Career Services goes online


By N.L. Sweeney
Even as the COVID-19 pandemic continues, what has been a spring quarter like no other is coming to a close. 

As with every other graduation year, however, students are looking to start jobs despite disruptions to regular life — and the staff in the University of Washington Bothell’s Career Services is working to provide any additional assistance needed. 

As UW Bothell shifted to a remote learning environment earlier this academic year, the Career Services team shifted to a virtual platform, increased tracking of evolving employment trends and focused on how best to get the latest information and advice to students. 

“We understand that a lot of students are nervous about what the job search looks like post COVID-19,” said Rafael Delgado, the assistant director. “We are here to help calm some of those fears and give students the confidence to find the opportunities that are out there.” 

Virtual services 

Kim Wilson

Kim Wilson

While Career Services has long had an online forum where students can, among other things, get feedback on resumes, this quarter was the first time the team has gone completely virtual with all their services.  

“When we started remote operations, our primary goal was to create a platform for students to access our services,” said Delgado. “Since our remote transition, we have also offered a synchronous career exploration course, which I teach with Kim Wilson, the director of Career Services.” 

In addition to the new virtual course, Career Services’ online offerings include one-to-one virtual meetings with students, a platform for revising resumes, mock interviews, drop-in hours for meetings and guest lectures in online classes. Career Services also has access to other online platforms including Handshake, a free recruiting platform where students and alumni can find internships, jobs and volunteer opportunities. 

Driving all these services is the goal of helping students hone their skills in online interviews and networking. 

“With many companies doing Zoom interviews, our students have had a lot of questions,” said Delgado. “‘Where do I look’ or ‘How do I present myself or my space?’ 

“Our hope is to help guide students through these questions.” 

Virtual networking 

Rafael Delgado

Rafael Delgado

One of the most common questions Delgado receives is where to find jobs these days. 

“The global pandemic has definitely shifted the way the job market looks,” he said. “Fewer jobs have been posted, and more industry professionals are applying for entry-level positions. Our hope is to help students recognize the opportunities that are still available.” 

On May 13, Career Services brought the opportunities to students in the UW’s first-ever Tri-Campus Virtual Job & Internship Fair. Wilson and Susan Vinson, the employer relations manager for Career Services, helped coordinate the event with leaders across the three campuses. 

The event attracted more than 1,300 students to learn more about 88 employers who set up digital “booths.” These virtual spaces featured videos and resources about company culture, values and careers. Students also could enter chat rooms and speak with representatives about employment opportunities. 

According to Wilson, the team’s transition to virtual was not just designed to serve  continuing and graduating students but also external partners and employers. “In addition to offering students a chance to pursue these connections, we wanted to make sure employers, too, felt like they had the opportunity to connect with our students.” 

Looking ahead 

For many students entering the professional world or shifting their career development plans, the new environment can be daunting. 

“It can be really hard to have a positive outlook right now,” said Delgado. “A lot of students are finding it hard to focus on what their careers might look like, but if there is anything we want to emphasize, it is that employers are still hiring.” 

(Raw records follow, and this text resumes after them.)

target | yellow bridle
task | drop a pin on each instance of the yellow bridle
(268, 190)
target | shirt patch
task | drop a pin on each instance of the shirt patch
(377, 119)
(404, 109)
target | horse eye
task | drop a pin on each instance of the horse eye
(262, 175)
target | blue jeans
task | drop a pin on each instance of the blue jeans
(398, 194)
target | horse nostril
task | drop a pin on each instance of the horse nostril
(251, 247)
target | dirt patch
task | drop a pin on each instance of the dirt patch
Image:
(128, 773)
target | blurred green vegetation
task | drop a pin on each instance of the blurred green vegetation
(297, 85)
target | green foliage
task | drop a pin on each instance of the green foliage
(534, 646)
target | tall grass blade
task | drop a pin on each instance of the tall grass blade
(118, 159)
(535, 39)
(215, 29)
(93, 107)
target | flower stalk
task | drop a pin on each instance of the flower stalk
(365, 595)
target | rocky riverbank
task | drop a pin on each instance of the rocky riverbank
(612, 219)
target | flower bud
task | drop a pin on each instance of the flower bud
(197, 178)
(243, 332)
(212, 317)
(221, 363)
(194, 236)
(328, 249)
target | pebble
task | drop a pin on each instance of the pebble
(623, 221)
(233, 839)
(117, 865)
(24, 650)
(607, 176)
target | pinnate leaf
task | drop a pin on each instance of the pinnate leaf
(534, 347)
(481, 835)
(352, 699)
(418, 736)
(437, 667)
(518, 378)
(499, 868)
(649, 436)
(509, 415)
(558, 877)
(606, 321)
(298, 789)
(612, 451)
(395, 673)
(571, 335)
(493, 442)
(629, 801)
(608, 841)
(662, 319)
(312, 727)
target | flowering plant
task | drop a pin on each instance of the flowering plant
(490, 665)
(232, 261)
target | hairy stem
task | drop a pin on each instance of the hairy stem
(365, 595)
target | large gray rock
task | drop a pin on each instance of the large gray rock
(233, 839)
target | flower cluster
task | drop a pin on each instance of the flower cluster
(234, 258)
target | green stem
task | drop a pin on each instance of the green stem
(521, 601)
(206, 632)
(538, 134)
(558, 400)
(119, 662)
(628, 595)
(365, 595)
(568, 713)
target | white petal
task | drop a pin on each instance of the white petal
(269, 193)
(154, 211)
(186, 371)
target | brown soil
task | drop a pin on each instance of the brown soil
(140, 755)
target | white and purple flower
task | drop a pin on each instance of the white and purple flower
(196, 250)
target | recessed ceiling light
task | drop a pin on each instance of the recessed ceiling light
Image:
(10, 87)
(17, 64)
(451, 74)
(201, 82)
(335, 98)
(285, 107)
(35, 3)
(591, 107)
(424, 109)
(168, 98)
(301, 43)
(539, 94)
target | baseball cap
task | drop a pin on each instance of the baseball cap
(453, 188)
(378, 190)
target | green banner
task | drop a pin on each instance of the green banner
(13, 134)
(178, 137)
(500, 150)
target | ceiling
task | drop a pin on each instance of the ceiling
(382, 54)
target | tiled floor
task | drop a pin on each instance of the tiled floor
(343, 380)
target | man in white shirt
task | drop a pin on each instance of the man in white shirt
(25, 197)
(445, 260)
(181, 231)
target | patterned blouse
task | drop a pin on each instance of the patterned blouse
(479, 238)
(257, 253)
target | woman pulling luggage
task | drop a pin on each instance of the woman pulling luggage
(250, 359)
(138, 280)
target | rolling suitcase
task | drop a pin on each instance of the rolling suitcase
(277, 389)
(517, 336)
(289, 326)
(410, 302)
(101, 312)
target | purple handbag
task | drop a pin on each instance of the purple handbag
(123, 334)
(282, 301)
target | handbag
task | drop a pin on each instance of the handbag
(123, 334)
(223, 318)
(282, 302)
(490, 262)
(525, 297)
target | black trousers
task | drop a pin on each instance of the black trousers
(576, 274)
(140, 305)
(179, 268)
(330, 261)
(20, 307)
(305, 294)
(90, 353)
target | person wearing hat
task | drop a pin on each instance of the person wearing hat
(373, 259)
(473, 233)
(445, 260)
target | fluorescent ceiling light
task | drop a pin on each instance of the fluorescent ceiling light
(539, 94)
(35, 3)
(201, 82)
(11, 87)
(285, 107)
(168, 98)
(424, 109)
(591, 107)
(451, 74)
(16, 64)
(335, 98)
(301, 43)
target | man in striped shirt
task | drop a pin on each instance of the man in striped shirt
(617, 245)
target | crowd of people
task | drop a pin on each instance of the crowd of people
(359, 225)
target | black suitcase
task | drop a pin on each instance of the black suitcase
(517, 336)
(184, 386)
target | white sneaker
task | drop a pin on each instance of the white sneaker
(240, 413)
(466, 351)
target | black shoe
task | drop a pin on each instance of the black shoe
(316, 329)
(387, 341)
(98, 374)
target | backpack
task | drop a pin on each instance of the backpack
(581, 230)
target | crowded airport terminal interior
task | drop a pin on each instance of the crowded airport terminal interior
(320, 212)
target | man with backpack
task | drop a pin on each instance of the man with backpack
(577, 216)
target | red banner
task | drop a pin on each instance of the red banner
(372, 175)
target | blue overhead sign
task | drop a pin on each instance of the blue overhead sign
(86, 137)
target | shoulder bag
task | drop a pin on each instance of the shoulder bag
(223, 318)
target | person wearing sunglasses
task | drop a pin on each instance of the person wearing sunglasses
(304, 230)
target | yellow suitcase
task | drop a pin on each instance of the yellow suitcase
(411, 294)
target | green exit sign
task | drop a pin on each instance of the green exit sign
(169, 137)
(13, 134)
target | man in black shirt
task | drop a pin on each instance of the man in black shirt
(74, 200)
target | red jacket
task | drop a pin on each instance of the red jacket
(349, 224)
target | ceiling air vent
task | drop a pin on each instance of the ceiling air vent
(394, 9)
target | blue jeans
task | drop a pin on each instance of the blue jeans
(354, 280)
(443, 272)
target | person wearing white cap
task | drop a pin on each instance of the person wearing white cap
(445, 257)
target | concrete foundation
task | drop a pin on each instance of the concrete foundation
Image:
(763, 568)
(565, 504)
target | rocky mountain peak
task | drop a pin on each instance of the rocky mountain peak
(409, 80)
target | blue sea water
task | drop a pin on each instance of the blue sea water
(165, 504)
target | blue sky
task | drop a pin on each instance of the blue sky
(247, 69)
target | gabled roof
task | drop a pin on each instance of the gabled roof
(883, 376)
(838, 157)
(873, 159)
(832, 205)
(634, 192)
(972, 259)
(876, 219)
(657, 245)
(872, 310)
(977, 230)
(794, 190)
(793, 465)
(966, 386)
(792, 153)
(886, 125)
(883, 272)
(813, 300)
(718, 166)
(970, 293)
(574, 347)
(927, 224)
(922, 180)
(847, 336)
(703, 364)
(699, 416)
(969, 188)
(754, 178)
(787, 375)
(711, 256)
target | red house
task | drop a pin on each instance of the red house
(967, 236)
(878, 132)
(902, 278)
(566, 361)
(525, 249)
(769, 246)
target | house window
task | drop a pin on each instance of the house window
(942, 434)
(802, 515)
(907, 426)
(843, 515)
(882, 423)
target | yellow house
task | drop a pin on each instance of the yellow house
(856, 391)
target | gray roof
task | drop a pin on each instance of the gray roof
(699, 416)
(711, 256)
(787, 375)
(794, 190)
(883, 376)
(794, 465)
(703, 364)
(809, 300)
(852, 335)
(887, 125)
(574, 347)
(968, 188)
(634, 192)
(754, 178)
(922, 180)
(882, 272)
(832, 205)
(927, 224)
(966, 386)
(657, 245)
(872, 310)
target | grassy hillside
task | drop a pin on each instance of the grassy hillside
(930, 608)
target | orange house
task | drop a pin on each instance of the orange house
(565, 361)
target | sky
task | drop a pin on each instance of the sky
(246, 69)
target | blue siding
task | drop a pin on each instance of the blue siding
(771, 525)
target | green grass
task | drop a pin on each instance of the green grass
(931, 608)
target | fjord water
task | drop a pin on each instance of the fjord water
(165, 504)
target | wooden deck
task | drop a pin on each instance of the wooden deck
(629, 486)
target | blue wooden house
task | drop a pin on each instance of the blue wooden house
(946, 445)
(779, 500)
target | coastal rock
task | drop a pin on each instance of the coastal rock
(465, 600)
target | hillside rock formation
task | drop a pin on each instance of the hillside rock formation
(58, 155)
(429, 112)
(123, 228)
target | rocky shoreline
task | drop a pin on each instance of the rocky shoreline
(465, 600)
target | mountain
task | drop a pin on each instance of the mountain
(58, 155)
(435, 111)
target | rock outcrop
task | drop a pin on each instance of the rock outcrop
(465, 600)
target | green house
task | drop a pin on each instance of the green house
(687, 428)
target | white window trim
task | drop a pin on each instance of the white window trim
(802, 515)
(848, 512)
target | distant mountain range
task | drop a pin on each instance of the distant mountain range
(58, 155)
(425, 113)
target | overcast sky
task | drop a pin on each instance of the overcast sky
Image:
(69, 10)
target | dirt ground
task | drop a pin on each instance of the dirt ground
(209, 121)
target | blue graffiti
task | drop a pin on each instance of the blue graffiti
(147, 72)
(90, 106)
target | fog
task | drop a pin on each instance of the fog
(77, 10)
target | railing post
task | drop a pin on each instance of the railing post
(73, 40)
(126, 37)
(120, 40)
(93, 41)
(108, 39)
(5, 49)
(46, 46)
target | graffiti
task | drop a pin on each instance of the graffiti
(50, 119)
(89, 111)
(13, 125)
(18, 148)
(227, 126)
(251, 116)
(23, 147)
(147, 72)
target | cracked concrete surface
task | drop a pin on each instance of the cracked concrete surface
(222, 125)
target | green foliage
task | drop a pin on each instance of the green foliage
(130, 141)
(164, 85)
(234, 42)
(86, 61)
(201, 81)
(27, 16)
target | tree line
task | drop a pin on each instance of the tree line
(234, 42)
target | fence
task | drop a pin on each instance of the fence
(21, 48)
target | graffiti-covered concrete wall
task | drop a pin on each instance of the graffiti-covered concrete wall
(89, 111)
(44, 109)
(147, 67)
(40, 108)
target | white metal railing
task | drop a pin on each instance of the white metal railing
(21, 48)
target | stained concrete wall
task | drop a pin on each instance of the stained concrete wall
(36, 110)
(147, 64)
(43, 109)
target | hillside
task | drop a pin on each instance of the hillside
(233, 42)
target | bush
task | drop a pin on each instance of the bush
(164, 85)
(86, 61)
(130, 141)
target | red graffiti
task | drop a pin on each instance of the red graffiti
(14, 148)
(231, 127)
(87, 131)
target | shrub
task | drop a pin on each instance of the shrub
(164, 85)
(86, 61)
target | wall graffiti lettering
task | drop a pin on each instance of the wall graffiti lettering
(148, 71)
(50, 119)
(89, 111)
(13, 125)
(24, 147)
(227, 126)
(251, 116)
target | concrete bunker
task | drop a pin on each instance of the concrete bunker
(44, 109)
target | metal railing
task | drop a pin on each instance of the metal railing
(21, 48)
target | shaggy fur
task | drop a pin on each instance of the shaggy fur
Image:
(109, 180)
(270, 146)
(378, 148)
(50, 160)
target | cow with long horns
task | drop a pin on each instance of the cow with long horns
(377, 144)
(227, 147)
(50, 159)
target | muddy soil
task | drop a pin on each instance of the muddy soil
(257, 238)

All of the 88 employers at the job fair were hiring, and Delgado and Wilson both say there are many more potential employers in the region looking to hire. 

“While that first job may not be your dream job, you are taking the steps to get where you want to go,” said Wilson. “There are always steps to take to get where you want to be in life — and right now there are a lot of opportunities for taking that first one. 

“We are here to provide resources so that students can be successful moving forward.”